2. Find the solutions using the quadratic formula: \( x^{2}-5 x-1=0 \) A. \( x=\{7,-2\} \) B. \( x=\{2,-7\} \) C. \( x=\frac{-5+\sqrt{31}}{2}, \frac{-5-\sqrt{31}}{2} \) D. \( x=\frac{5+\sqrt{29}}{2}, \frac{5-\sqrt{29}}{2} \)

To solve the quadratic equation \( x^{2}-5x-1=0 \) using the quadratic formula \( x = \frac{-b \pm \sqrt{b^2 - 4ac}}{2a} \), we first identify \( a = 1 \), \( b = -5 \), and \( c = -1 \). Plug these values into the formula to find the discriminant \( b^2 - 4ac = (-5)^2 - 4(1)(-1) = 25 + 4 = 29 \). Now substituting back into the formula gives \( x = \frac{5 \pm \sqrt{29}}{2} \).

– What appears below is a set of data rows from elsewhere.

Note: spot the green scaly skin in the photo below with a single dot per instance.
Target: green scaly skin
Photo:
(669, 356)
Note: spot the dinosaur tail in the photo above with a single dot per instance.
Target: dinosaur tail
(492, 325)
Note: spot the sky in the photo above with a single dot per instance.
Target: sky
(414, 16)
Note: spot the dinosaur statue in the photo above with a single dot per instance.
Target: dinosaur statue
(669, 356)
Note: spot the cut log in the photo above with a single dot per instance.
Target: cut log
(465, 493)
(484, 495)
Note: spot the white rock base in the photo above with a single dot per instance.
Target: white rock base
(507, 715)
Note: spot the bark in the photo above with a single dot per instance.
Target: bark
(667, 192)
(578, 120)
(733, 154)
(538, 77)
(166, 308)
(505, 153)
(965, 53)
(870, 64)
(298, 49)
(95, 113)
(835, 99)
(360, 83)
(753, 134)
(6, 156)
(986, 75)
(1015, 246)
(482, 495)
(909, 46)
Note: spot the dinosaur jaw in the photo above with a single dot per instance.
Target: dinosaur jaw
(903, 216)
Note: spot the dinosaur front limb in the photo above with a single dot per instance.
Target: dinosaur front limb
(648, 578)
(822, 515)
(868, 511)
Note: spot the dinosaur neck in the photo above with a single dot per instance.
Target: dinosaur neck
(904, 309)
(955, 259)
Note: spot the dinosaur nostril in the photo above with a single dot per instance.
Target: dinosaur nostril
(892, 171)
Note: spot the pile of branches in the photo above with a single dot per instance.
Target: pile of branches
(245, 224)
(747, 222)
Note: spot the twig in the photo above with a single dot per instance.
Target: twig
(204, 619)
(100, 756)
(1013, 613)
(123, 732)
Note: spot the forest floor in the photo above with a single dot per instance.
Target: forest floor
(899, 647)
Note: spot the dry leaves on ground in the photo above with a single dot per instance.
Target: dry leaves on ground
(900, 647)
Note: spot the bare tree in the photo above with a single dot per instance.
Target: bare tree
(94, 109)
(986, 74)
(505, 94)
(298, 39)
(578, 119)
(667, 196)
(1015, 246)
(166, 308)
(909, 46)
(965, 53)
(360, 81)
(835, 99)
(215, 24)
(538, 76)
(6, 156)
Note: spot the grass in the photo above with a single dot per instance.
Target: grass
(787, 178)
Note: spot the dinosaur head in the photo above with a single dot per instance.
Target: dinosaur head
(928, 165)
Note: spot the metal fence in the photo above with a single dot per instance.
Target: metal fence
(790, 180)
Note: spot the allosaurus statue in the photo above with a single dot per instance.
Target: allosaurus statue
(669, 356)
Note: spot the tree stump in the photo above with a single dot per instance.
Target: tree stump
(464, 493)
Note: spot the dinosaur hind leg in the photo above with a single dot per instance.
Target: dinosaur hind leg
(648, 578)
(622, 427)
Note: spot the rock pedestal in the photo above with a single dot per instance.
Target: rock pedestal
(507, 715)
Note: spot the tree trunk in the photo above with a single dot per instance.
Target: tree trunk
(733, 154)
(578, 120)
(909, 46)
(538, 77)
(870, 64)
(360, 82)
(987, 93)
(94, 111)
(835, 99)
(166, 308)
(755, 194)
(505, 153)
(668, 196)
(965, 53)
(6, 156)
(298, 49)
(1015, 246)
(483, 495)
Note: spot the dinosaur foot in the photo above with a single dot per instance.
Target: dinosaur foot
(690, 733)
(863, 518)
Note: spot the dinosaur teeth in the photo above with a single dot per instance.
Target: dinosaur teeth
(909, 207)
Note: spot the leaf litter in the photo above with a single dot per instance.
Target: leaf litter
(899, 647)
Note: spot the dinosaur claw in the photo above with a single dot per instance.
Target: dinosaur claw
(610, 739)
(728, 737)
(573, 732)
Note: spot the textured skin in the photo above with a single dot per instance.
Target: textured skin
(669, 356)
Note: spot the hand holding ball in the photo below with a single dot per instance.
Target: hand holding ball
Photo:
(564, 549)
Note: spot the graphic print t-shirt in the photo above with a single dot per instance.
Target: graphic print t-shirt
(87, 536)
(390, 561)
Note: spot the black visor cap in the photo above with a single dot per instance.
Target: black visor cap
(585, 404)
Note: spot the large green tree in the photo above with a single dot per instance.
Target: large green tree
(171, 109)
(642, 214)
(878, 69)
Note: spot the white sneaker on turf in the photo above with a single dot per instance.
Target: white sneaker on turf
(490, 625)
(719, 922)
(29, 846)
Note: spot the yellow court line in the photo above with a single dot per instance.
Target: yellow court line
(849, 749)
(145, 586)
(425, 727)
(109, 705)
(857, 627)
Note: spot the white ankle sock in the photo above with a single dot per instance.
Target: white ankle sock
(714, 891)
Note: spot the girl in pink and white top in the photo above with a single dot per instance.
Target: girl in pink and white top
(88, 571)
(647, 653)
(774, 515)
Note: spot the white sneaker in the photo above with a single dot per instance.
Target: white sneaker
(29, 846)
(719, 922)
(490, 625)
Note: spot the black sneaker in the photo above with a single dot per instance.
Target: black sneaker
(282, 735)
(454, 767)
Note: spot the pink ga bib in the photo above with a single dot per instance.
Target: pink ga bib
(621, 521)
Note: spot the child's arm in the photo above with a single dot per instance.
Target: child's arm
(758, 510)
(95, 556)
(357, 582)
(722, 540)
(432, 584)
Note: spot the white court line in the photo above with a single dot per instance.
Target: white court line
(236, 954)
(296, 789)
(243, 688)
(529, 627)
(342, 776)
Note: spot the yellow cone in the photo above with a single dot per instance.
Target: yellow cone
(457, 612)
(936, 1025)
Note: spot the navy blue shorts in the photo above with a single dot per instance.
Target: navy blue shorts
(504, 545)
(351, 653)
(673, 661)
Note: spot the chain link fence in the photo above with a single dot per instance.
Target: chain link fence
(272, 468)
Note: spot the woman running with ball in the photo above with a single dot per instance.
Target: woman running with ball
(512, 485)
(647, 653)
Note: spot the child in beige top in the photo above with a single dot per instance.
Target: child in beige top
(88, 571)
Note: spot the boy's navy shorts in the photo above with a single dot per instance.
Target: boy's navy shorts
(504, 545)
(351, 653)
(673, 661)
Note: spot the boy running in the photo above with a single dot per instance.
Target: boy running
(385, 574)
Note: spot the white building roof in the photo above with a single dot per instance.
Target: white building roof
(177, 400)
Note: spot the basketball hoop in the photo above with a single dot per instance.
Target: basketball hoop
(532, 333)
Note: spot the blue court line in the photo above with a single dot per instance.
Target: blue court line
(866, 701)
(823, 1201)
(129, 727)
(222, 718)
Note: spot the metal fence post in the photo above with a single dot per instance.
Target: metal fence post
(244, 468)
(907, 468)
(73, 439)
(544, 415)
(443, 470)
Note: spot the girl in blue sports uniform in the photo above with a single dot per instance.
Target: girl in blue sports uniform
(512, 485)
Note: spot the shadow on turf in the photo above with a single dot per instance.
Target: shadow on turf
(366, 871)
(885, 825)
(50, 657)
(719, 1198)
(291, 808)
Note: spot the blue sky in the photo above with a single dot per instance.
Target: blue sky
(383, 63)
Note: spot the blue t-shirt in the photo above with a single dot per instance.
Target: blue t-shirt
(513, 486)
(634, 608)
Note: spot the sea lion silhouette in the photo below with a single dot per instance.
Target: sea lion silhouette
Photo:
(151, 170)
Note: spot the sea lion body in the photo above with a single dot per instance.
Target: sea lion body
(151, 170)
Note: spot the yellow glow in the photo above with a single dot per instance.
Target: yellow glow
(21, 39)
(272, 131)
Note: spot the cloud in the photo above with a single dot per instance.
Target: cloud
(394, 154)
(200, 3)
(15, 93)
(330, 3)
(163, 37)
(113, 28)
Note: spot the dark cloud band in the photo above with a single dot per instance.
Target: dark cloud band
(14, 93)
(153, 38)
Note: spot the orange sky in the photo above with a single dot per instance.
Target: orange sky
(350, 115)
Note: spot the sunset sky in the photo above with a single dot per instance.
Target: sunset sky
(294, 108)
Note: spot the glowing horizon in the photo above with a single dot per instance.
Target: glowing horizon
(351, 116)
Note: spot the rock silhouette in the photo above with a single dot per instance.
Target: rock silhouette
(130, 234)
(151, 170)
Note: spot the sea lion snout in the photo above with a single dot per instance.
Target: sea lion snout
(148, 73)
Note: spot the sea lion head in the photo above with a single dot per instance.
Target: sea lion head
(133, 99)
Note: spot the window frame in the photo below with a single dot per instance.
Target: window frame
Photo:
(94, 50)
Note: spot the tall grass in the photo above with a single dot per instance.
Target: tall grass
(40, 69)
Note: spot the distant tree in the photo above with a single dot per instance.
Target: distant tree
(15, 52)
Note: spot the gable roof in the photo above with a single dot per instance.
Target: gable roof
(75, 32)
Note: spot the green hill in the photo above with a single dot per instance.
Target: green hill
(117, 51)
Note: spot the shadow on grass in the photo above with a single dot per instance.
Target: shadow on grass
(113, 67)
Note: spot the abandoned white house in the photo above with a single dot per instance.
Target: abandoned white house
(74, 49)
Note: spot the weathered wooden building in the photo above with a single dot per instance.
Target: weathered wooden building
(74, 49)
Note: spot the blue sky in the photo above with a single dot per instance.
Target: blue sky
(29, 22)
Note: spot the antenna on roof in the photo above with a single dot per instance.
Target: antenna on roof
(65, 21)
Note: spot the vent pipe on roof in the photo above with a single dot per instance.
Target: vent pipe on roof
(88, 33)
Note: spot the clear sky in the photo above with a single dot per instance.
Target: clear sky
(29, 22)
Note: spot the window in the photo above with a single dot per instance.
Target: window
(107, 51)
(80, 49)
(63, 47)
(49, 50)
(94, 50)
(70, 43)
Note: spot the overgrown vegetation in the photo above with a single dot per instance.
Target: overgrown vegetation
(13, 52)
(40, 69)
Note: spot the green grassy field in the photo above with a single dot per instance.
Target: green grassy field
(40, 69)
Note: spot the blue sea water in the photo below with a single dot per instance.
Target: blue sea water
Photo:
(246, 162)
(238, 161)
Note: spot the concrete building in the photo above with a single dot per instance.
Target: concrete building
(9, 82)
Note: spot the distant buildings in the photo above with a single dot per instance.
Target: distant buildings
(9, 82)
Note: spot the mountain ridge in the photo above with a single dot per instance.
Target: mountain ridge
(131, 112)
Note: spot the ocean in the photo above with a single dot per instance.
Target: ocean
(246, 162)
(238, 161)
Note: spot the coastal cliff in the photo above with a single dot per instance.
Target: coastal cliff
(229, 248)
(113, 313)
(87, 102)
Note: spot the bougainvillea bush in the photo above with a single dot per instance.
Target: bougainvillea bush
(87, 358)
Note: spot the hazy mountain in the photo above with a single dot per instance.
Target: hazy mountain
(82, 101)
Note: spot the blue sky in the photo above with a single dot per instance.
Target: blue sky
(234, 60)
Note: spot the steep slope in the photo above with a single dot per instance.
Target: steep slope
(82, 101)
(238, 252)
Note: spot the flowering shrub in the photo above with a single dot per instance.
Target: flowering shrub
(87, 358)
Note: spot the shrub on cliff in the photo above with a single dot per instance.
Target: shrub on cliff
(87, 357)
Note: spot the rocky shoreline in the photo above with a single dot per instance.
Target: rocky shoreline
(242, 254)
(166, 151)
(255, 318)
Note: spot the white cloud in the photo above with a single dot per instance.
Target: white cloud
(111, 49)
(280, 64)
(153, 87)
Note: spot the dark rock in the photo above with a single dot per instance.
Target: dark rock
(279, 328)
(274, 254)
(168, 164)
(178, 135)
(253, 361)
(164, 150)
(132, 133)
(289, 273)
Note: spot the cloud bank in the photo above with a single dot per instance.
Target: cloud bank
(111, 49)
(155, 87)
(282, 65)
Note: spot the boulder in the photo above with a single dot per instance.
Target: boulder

Therefore, the correct answer is D: \( x=\frac{5+\sqrt{29}}{2}, \frac{5-\sqrt{29}}{2} \). A fun fact: Quadratic equations like this one pop up all the time in real life! Whether you're calculating the trajectory of a basketball shot, plotting the perfect parabola for a project, or optimizing profit in business, these equations have your back. They can help make sense of a variety of problems, translating seemingly chaotic situations into manageable mathematical models! Another fun tidbit: The quadratic formula, often attributed to ancient mathematicians, has a rich history dating back to Babylonian times. They had methods for solving quadratic equations long before algebra was formalized! Imagine how these early scholars viewed the world, laying the groundwork for problem-solving techniques that are now a fundamental part of mathematics education today.